Didn’t we have a lovely time the day we went to Bangor…

The second 1929 steam engine as found in its original box

…Well almost, Anglesey actually. It all started a couple of weeks ago. I received an e-mail via the feedback form on the website from a chap in Anglesey who had rediscovered his Meccano during the clearance of his late mother’s house. Amongst it was a 1929 steam engine. After doing a google search he was directed to my website, amongst others, and got in touch. To cut a long story short, I agreed to swap the afore mentioned Meccano and steam engine for a fair quantity of pound notes.


Hmmm... Deal done, me in London, said Meccano in Anglesey. To save you all rushing to Google maps, give or take a bit, that’s a 500 mile round trip. “Sue, fancy a trip to North Wales next week?” after a bit of journey planning the trip was on. A pleasant drive up through Wales taking in the scenery on the Friday with a Little Chef breakfast on the way. Arrive at Anglesey by lunch time for a pub nosh before getting to the Meccano at the prescribed time of 3PM.  Had a good long chat with Dave, the man with the Meccano, and set off back to Ironbridge to get to our favourite B&B to drop off our bags before walking to the ‘Jockey’ for supper and a pint.

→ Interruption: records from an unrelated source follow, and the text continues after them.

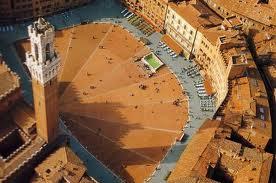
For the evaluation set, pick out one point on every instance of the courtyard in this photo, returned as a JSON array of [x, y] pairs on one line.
[[125, 118]]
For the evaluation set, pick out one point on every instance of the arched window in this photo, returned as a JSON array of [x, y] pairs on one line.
[[48, 55], [36, 51]]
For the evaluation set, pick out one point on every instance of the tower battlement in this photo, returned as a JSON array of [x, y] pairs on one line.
[[42, 61]]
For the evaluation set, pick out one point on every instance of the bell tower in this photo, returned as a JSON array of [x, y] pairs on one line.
[[43, 64]]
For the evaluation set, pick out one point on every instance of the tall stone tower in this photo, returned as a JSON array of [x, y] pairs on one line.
[[43, 64]]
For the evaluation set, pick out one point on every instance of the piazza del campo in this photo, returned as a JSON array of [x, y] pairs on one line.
[[133, 91]]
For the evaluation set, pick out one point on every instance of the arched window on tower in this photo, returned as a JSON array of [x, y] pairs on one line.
[[36, 51], [48, 55]]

As usual we couldn’t leave the stuff in the car so before supper a rummage through the latest haul revealed some interesting bits and pieces including a brass hook that I did not realise was a Meccano part. A similar hook is featured in the article by Frank W Weber, describing his model of the Deutz tractor in the June 2008 issue of Constructor Quarterly (CQ 80). On reading the article the hook is not mentioned and I just assumed it was a ‘compatible’ part. To find one in a box of Meccano that dates from the 1930’s suggests it was originally a Meccano part. Can somebody tell me its origins?

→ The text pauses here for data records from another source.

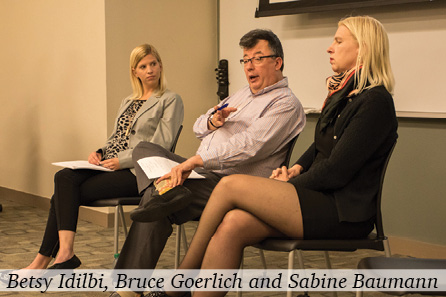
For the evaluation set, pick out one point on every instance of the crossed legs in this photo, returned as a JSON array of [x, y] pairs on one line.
[[241, 211]]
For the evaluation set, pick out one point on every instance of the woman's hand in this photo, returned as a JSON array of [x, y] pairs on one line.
[[181, 172], [219, 118], [112, 164], [285, 174], [94, 158]]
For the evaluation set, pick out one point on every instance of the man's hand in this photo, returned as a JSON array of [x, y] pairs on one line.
[[181, 172], [94, 158], [219, 118], [285, 174], [112, 164]]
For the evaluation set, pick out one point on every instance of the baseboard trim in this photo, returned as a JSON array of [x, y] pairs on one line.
[[102, 216]]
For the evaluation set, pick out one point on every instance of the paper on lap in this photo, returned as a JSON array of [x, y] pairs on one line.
[[155, 167], [80, 165]]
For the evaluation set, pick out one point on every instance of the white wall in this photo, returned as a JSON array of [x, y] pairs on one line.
[[52, 85], [417, 34], [65, 71]]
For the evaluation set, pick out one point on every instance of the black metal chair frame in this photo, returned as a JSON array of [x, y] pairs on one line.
[[181, 233], [402, 263], [118, 202], [375, 241]]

After a nights stay and yet another cooked breakfast, we decide that as it is not the nicest day of the year, we will point the recycled Swedish fridge to London and get on the road home.

Another Steam engine
The oiler was attached and complete

The new engine is duly unpacked and photographed in its ‘as found’ state. I posted a couple of pictures on the Spanner II list and at my NZMeccano Gallery last night. Geoff Brown confirmed that the oiler you can see in the photographs is a Bowman oiler. I also understand it was available, at the time, for one shilling (5p). You will also see from the photograph that this is the type with the transfer ‘Meccano’ name applied to the boiler cover as opposed to the embossed name subsequently adopted.

COMING SOON - The 1929 gallery, a collection of Facts, theories, photographs and interesting links relating to the 1929 steam engine... 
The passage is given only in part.